Responses to the University of Oklahoma (OU) fraternity singing a racist chant were immediate and intense. The national headquarters of the Sigma Alpha Epsilon (SAE) fraternity decided that the “chapter needed to be closed immediately.” The University of Oklahoma President, David Boren, “severed” its relationship with the fraternity.
The chant is offensive, and the public has affirmed the responses by OU and SAE. However, an important question remains: what happens after the men are removed from the campus? Will the men learn about their racist attitudes? These White male students will likely go on to become businessmen, police officers, educators, and realtors, who may possess authority to make decisions that affect people of Color (POC).
President Boren indicated, “Moments like these should be teaching moments.” Indeed, these moments present learning opportunities for leaders of predominantly White institutions (PWIs), including universities and fraternities. White administrators might consider the following strategies for addressing racist events.

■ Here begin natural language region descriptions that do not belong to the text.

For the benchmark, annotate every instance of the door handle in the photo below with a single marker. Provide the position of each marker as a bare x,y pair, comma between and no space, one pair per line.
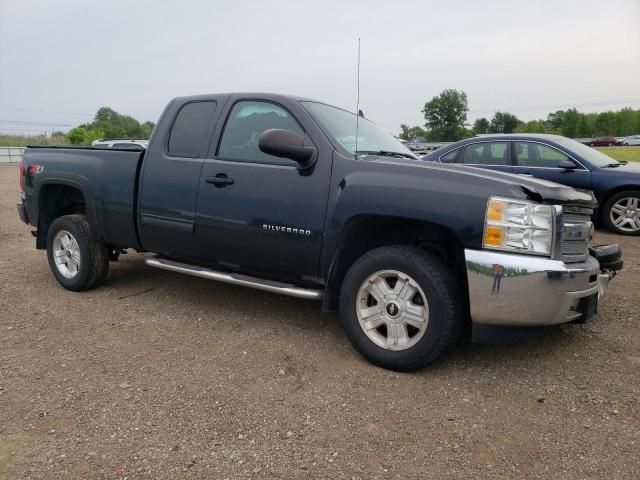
220,180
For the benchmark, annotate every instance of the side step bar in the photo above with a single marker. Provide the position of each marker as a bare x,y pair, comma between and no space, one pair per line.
233,278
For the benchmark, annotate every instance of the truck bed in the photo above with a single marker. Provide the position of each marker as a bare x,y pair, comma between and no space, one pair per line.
106,177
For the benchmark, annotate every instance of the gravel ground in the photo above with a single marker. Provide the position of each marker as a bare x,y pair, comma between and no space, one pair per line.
158,375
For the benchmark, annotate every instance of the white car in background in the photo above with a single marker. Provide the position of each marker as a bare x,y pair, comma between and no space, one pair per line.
632,140
127,143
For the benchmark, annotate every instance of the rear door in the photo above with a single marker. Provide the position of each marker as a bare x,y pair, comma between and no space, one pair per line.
170,178
541,161
492,155
257,213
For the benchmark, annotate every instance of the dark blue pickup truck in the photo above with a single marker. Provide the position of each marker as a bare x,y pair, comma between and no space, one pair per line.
297,197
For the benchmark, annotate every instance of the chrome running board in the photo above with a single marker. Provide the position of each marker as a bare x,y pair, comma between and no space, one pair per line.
233,278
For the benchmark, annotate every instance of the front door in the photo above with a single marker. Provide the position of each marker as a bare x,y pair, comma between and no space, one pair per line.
541,161
170,178
257,213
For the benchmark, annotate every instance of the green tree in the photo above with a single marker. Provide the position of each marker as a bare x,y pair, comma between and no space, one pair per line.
605,124
445,116
503,122
412,133
480,126
555,119
76,135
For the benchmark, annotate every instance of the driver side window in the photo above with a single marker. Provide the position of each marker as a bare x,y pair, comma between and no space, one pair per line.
246,122
529,154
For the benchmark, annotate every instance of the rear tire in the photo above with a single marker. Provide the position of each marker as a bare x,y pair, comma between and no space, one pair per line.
77,260
392,326
621,213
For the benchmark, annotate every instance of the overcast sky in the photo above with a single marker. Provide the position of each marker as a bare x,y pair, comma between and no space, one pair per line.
60,61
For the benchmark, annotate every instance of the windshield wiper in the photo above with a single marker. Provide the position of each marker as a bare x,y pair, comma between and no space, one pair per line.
385,153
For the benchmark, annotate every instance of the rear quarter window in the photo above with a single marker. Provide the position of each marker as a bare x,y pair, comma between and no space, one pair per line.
190,129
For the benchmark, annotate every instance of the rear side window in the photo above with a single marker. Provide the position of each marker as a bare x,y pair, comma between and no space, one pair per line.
538,155
190,129
451,157
247,121
128,146
486,153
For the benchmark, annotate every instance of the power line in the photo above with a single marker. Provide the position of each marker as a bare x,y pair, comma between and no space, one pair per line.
3,129
45,112
17,122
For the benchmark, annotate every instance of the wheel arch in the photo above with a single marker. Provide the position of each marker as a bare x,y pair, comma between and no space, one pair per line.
610,193
57,197
366,232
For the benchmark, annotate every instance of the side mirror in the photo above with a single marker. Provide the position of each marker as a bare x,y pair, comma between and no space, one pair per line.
567,165
286,144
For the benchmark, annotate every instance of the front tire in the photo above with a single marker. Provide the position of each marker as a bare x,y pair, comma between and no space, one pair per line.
621,213
77,260
401,307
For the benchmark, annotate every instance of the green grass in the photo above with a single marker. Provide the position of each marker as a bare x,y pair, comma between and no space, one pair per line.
631,154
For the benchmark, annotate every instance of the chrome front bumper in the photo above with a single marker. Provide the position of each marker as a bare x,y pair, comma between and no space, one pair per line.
511,289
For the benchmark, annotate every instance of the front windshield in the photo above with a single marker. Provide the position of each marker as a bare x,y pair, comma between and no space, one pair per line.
341,126
590,154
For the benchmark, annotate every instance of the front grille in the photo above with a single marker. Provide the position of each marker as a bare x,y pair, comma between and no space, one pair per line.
575,235
573,217
573,247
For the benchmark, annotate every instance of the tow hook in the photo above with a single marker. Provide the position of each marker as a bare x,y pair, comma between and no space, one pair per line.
604,277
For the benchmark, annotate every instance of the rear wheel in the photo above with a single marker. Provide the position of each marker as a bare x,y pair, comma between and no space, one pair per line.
77,260
401,307
621,213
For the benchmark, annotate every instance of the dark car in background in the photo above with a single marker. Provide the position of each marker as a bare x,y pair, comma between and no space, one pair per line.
615,184
602,142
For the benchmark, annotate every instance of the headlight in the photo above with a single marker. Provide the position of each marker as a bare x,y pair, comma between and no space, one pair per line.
518,226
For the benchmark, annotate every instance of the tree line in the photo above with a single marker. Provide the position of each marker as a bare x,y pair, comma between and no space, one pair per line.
446,121
108,123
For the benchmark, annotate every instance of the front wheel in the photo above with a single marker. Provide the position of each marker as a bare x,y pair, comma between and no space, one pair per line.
621,213
401,307
77,260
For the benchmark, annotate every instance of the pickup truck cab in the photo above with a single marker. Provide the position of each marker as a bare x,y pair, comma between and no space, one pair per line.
298,197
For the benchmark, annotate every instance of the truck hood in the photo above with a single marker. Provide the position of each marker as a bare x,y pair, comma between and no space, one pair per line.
532,188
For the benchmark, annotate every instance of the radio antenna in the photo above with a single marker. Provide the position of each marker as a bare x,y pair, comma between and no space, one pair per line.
358,100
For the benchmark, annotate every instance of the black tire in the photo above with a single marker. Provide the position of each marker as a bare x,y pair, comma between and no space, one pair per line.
444,298
606,211
94,258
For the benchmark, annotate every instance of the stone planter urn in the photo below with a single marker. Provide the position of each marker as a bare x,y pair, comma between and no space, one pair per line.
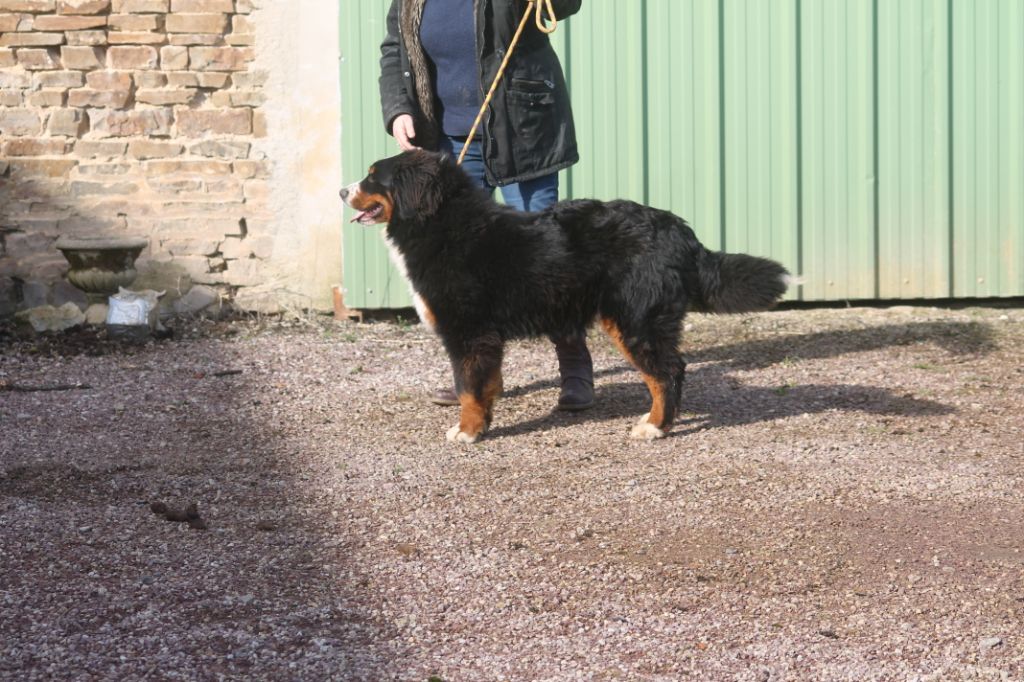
100,264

Reflect on your own feelings. Racism is shocking to all people. White individuals, in particular, observing racism may experience a range of responses including anxiety, helplessness, guilt, anger, sadness, denial, disbelief, and paralysis. Create a network of anti-racist White allies with whom you can speak openly about your reactions instead of avoiding or denying your feelings.
Consult with POC to understand how the racist event may be related to a legacy of racism in your institution and to identify the current impact on POC. However, do not expect or encourage POC to take the lead in addressing racism on behalf of the institution. Afford POC space to heal their individual and group-related wounds without the burden of saving or shielding White people from racism.

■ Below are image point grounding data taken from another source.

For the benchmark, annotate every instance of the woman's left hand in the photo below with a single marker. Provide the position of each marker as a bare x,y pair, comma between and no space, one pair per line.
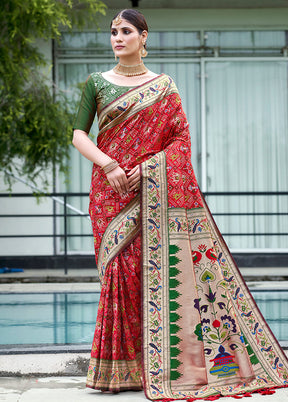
134,178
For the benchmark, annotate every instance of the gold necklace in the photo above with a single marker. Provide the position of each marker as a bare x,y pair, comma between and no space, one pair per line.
130,71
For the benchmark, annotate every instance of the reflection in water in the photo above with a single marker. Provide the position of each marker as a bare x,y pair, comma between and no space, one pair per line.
54,318
69,318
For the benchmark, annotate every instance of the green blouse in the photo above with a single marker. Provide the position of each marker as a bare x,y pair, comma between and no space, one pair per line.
97,93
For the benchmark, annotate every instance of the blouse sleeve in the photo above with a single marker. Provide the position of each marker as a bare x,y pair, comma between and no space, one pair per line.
87,108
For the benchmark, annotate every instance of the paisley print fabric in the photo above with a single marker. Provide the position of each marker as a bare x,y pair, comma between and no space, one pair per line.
175,316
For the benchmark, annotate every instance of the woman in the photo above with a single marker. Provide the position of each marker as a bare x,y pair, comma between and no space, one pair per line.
158,250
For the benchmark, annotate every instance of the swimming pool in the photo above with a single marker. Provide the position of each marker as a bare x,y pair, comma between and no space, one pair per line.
69,317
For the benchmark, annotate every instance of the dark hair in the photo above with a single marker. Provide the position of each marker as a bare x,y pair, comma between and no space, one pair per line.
134,17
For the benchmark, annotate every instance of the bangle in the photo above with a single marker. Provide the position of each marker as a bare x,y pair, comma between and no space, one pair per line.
110,166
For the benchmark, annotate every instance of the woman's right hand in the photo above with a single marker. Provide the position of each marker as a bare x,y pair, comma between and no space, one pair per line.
118,181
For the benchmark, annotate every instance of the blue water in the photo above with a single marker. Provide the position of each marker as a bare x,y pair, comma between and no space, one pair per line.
69,318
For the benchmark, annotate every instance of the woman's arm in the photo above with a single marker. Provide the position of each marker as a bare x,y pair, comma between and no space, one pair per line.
117,177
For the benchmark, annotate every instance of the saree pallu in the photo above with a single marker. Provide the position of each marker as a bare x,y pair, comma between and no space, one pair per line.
175,316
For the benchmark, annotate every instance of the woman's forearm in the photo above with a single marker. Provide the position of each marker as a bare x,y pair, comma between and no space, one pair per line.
87,148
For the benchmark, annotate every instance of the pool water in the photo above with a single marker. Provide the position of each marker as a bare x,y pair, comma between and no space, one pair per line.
69,318
41,318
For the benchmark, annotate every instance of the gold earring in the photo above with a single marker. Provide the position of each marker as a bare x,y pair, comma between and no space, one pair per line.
143,50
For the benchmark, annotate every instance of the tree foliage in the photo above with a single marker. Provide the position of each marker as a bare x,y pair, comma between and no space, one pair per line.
35,121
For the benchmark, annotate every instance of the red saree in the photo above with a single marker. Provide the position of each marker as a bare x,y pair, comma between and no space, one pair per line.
175,316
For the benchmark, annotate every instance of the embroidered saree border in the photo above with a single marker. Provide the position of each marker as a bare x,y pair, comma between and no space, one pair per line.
134,101
259,336
120,231
170,235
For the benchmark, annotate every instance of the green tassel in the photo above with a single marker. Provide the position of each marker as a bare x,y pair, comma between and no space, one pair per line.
174,328
175,363
174,317
173,271
174,351
174,294
173,260
173,282
174,340
174,305
174,375
173,249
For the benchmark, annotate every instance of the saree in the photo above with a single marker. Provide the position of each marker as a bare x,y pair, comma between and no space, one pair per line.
175,316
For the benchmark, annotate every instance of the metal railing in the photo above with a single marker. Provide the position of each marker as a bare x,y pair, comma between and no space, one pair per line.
62,198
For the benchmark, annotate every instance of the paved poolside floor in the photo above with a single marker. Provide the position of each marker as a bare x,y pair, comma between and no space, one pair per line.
72,389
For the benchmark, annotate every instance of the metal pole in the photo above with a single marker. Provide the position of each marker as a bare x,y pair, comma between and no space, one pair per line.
65,234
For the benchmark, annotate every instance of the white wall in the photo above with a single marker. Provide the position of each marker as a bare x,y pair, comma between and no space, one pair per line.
11,205
158,19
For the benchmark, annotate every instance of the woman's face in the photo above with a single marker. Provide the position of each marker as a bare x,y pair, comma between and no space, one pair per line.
126,40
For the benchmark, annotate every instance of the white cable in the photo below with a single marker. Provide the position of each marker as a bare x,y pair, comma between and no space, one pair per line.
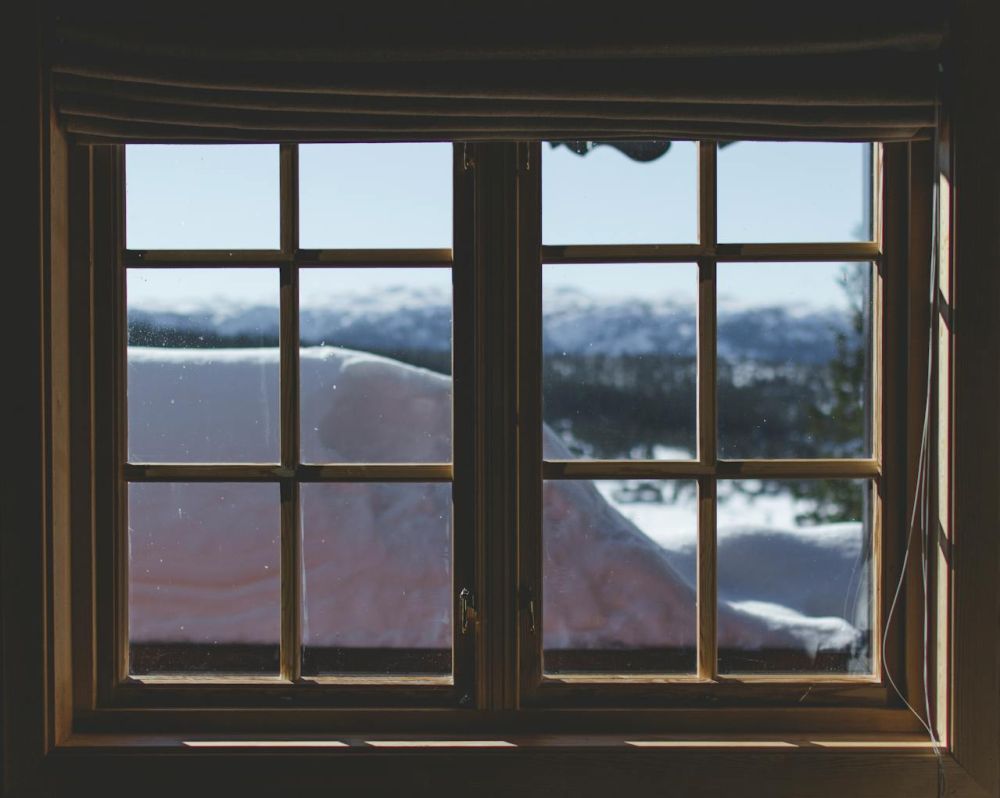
921,501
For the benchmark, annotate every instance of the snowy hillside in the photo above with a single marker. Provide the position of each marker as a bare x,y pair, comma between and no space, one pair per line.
575,322
204,561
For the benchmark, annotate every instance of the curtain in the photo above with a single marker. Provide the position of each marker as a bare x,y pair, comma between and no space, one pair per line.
450,71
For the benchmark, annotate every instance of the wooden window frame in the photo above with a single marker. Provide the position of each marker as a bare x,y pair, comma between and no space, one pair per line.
54,740
707,469
116,687
498,469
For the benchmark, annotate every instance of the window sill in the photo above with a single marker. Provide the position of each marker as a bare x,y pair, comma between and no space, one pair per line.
773,765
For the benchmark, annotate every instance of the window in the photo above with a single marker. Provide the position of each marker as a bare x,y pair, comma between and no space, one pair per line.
307,436
61,721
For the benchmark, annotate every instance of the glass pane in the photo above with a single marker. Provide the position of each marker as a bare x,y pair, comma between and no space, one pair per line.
375,369
375,196
794,191
619,355
794,365
203,365
377,584
795,576
619,576
204,590
202,196
643,192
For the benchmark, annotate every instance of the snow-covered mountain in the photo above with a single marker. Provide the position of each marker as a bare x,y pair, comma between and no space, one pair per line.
575,323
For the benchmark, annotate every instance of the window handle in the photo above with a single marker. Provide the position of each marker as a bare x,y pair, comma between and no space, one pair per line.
466,608
528,603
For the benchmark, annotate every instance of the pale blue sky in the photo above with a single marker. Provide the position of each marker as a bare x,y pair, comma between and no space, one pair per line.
399,195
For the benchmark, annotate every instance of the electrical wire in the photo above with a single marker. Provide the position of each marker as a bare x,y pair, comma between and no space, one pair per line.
921,513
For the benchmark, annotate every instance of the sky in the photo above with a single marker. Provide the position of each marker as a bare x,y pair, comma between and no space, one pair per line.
399,195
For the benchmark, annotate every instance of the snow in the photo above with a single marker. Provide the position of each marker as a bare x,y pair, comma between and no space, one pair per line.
377,557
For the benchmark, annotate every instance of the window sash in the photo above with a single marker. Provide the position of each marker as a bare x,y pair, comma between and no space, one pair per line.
501,192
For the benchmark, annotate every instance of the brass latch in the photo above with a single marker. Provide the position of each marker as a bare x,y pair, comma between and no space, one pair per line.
467,609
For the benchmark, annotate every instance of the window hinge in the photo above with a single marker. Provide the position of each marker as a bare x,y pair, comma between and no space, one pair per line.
467,609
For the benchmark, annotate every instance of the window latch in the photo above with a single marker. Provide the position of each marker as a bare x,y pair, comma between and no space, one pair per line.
528,604
467,609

Imagine that the students were your sons or nephews, and consider how you would want someone to advise or care for them. Do not “sever” ties with them, and be aware of attempts to distance yourselves from them. Distancing occurs when White people “other” the offenders (e.g., “We are not like them,” “Real Sooners are not racist.”) “Othering” decreases empathy, reduces the students to one-dimensional characters engaging in racist behavior, and denies the students’ humanity, including the capacity to make egregious, offensive mistakes. Furthermore, “othering” negates the possibility that you could also commit a similar act. Saying, “We are not like them,” inherently declares, “I would never make that mistake.”

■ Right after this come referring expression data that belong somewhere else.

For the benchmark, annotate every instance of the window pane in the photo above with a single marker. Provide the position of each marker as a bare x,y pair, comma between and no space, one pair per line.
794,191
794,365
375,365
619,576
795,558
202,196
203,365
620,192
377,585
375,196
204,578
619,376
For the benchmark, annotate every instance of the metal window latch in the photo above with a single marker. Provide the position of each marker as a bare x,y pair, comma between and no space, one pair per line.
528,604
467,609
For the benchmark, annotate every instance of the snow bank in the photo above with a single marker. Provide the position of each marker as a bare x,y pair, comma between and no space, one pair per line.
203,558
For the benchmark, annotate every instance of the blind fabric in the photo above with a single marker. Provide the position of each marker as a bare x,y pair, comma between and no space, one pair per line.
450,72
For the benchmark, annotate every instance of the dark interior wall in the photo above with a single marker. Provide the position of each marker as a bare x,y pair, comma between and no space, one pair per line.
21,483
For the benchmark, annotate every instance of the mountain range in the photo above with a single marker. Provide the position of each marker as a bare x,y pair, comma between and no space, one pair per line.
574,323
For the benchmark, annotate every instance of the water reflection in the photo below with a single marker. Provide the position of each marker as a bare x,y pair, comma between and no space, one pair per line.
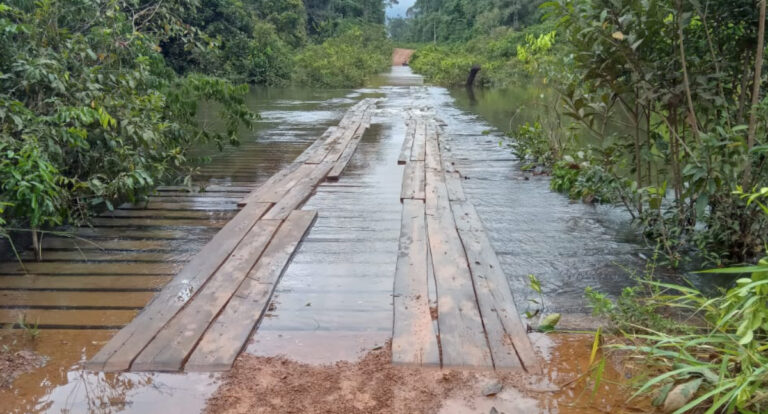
98,393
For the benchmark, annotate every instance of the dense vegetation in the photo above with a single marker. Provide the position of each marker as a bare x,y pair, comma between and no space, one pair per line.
659,107
98,98
668,97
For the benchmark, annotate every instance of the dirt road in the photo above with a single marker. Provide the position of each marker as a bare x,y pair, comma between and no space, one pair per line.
400,56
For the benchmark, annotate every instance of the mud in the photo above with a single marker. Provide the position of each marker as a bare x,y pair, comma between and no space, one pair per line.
372,385
14,363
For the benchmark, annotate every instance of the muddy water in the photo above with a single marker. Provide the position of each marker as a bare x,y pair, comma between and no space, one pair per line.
334,301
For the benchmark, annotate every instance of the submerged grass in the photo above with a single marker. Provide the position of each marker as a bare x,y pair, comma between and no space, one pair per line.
701,352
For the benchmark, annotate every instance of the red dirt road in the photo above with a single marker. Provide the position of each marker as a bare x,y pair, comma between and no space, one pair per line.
400,56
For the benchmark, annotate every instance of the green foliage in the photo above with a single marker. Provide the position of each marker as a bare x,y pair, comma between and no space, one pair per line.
682,335
681,86
721,339
89,112
462,20
346,60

Devise an anti-racism response to (a) acknowledge the racist event, (b) articulate your personal response to the racist incident, (c) validate the humanity of the offenders, (d) identify and empathize with the potential harm to all community members, including POC and White individuals, and (e) suggest a plan for healing the community afflicted by the racial trauma.
Propose an anti-racism action plan to (a) cease the offending organization’s activities, (b) hold students accountable for their racist actions, (b) create a detailed strategy for educating and reinstating contrite offenders, (c) identify a team of White anti-racism educators to serve as resources for the offenders, and (d) provide resources for the traumatized community members of all racial backgrounds.
Racial healing requires that White individuals act among other White people to increase understanding of how race affects individuals and organizations. Leaders of PWIs must model for White students how to have difficult conversations about race. PWIs should embrace those who commit racist acts, because the offenders present us with opportunities to planfully implement strategies for racial healing.